Neben der rein philosophisch-religiösen Seite gibt es dann noch die politische. Anstatt den Dalai Lama und den Tibetkonflikt seriös-sachlich in den nötigen zeitgeschichtlichen Zusammenhang zu stellen, beteiligen sich die westlichen Medien an einer unglaublichen Propaganda, die den 14. Dalai Lama uneingeschränkt in den Himmel lobt und das chinesische Regime in Peking mehr oder weniger als faschistische Barbaren hinstellt. Ich bin nun wirklich kein Freund der Diktatur, und somit auch nicht der chinesischen, aber diese gezielte Fehlinformation und Manipulation der westlichen Öffentlichkeit macht mir schon Sorgen, besonders aber, dass bei uns jeder diesen Scheiß auch noch glaubt.

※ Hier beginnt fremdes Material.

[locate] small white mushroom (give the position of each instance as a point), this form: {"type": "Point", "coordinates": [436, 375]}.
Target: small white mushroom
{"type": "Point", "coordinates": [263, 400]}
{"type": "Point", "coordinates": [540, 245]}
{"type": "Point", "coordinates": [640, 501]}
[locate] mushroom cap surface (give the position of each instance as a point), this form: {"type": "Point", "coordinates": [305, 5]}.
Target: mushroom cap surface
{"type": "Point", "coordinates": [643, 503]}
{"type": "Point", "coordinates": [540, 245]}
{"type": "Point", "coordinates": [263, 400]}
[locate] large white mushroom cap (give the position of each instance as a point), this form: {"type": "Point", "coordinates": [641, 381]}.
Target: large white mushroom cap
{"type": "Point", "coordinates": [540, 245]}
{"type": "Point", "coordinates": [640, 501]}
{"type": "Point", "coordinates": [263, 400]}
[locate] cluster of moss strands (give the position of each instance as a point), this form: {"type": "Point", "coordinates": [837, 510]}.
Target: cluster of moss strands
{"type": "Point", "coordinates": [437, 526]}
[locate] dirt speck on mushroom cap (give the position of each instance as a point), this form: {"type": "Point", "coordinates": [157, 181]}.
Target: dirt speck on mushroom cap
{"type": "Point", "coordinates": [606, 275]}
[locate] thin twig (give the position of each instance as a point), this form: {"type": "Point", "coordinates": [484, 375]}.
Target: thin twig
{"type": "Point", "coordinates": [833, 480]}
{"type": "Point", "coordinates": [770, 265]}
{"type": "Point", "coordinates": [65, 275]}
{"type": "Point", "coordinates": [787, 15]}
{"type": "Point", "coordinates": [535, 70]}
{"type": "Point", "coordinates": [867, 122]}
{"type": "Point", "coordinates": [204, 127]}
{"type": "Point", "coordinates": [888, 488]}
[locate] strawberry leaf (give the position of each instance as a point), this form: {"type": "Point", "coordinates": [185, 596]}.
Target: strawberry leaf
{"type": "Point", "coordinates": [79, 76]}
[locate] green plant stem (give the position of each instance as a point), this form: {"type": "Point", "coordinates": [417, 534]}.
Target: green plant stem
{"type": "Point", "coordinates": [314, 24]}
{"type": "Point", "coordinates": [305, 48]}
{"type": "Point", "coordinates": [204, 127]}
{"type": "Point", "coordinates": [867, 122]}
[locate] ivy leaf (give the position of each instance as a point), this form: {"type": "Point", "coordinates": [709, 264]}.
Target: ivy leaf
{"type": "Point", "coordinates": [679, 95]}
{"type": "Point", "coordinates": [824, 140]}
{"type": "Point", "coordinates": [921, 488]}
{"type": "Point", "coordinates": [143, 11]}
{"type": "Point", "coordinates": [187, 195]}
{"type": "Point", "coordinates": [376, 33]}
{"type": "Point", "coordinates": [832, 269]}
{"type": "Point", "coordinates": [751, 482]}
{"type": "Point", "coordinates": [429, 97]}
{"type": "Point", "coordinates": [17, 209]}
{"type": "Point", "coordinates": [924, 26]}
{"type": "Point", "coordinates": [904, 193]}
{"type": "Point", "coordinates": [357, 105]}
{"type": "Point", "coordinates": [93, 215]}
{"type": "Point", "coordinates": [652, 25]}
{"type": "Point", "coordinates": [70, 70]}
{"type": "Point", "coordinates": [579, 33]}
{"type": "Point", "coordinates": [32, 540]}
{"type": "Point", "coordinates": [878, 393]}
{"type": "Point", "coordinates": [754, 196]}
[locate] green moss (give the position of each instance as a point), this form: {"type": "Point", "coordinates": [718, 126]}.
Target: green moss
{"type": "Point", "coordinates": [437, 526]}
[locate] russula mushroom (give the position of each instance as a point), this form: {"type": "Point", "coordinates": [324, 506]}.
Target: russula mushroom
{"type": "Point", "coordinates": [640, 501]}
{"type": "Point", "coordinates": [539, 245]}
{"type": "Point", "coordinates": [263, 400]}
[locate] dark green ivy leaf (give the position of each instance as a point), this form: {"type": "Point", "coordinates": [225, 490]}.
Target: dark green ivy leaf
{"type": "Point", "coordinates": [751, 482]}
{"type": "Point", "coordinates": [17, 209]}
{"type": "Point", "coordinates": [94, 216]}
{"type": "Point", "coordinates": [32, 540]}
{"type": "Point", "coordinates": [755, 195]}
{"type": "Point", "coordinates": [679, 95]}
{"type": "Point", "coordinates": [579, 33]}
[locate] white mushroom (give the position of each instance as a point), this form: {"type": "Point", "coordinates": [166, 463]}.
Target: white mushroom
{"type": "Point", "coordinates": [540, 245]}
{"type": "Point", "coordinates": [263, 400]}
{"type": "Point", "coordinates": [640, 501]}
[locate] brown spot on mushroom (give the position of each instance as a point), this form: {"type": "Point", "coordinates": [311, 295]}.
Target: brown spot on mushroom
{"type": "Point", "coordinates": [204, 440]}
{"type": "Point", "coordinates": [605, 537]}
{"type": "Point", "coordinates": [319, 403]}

Die französische Revolution (1789) ist deshalb ein Schlüsselereignis der westlichen Demokratiegeschichte, weil die Bürger die Nase voll hatten von Sonnenkönigen, Herrschern von Gottes Gnaden und sonstigen Theokraten. 220 Jahre später laufen die Europäer in Scharen zum Gottkönig von Tibet, um sich für 50 Euro die schönsten Sprüche aus dem Poesiealbum aufsagen zu lassen. Tibet war bis zum Einmarsch der Chinesen selbst eine feudale Diktatur, wo reiche Klöster und Adelige auf Kosten der Leibeigenen und der völlig verarmten Landbevölkerung lebten. Was wir als finsterstes Mittelalter bezeichnen, war in Tibet vor 50 Jahren noch gang und gäbe. Aus chinesischer Sicht schaffte Tibet erst den Sprung in die Moderne durch den Einmarsch der Volksarmee. Diese Heilsbotschaft, dass es den Tibetern erst so richtig gut geht seit sie unter chinesischer Herrschaft sind, ist ebenso einseitig wie die Gegenbehauptung, dass Tibet ein Paradies auf Erden war. Ich möchte hier auf den Artikel "Freundlicher Feudalismus - Der Tibet-Mythos" von Marcus Hammerschmitt (http://www.indymedia.org/; 04.07.2008) verweisen, der die Geschichte Tibets kritisch hinterfragt:

http://de.indymedia.org/2008/07/221280.shtml

Mir geht es nicht darum, die eine oder andere Version der Geschichte als Wahrheit zu verkaufen, weil sie es beide nicht sind und in politischen Konflikten immer mit harten Bandagen und Lügen gekämpft wird. Vielmehr möchte ich zeigen, dass jeder im Westen eine jahrelange Gehirnwäsche hinter sich hat - Tibet super, China böse!! - und diese Propaganda laufend mit einem Tatsachenbericht verwechselt wird.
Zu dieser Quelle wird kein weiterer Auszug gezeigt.